Sure, but that only shows that a good tank is versatile. A Panther or Tiger was just as good at supporting infantry as an M4, but could also successfully fight other tanks. The Germans invented the modern combined arms doctrine, combining armor, troops, artillery and tactical air power. It was the essence of "Blitzkrieg".
The Panther and Tiger, particularly the latter, were worse tanks than the Sherman. Why? Because they were ill-matched to the resources of the country that fielded them.
A Panther or Tiger was just as good at supporting infantry as
a Sherman, but
a Panther or Tiger was
not as good at supporting infantry as
ten Shermans. The Panther probably could have been a great tank if its designers had made a few compromises with reality, but the Tiger could never have been anything but a squandering of precious industrial resources.
The Sherman was marginal for the Allies because, while they could build enough to swarm the battlefield, tank crews required a good bit of training, the Allies didn't have unlimited manpower, and there were political costs (not to mention ethical concerns) to high casualty rates. The Germans had serious manpower trouble as well but their industrial capacity was not up to fielding tanks as difficult and expensive to manufacture as the Tiger. Today, we (the West generally but particularly the U.S.) build the equivalent of a Panther/Tiger hybrid because advances in detection, targeting, and information technology have made it even easier for one superior tank to kill many inferior ones at little risk to itself, and because we are much more willing to expend dollars than lives on the battlefield. The context has changed, so the ideal weapon has changed as well.

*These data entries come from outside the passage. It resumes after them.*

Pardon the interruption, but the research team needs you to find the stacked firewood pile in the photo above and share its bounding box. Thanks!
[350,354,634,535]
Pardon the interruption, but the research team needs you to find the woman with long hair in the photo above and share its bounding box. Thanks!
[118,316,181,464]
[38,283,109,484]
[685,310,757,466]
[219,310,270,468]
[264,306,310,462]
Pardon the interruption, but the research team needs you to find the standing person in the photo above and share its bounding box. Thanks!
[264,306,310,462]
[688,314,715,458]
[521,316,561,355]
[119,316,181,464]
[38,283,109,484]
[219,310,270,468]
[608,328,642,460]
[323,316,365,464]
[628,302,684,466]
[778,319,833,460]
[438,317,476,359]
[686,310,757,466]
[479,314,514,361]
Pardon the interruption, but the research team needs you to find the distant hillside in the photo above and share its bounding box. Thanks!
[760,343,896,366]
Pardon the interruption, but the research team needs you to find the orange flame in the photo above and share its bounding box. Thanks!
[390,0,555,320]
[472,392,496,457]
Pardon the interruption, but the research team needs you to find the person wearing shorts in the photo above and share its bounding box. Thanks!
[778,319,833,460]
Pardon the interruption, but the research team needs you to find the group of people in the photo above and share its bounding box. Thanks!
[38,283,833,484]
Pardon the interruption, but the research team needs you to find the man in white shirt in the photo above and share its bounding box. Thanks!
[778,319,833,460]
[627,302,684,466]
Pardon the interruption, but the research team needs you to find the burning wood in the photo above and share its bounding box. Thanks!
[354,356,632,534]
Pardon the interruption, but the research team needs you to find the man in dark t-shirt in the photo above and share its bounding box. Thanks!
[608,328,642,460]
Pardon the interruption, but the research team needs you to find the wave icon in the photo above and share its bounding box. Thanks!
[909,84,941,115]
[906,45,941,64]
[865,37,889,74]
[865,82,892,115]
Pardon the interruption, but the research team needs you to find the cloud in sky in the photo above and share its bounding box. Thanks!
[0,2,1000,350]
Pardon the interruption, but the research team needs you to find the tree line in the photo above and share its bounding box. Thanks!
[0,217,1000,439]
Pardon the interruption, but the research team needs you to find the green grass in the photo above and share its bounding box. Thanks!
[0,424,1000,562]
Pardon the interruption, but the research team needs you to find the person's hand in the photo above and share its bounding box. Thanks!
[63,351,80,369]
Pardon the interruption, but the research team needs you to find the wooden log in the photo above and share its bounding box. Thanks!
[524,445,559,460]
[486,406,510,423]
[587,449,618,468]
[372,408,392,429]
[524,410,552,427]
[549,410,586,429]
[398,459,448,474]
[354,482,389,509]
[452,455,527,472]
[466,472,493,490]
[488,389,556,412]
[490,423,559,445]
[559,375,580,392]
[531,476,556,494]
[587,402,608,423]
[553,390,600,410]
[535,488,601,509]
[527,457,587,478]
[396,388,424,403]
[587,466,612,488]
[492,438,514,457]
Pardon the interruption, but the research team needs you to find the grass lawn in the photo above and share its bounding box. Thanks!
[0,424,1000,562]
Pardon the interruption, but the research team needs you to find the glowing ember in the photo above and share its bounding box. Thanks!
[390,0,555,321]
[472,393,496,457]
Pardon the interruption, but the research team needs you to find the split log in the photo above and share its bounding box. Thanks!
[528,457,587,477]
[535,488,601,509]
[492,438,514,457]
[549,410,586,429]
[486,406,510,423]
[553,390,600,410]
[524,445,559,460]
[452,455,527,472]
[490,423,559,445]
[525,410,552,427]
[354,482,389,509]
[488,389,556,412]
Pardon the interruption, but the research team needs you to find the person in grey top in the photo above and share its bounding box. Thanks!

You can't analyze the effectiveness of any piece of military hardware out of context. The V2 was a horrible weapon because it was ridiculously expensive for the return. The Ki-84 was a bad-to-mediocre plane because its design didn't take the limitations of Japan's aircraft industry into account. The T-34 was a superb weapon because it was both effective on the battlefield
and capable of being manufactured in the necessary numbers.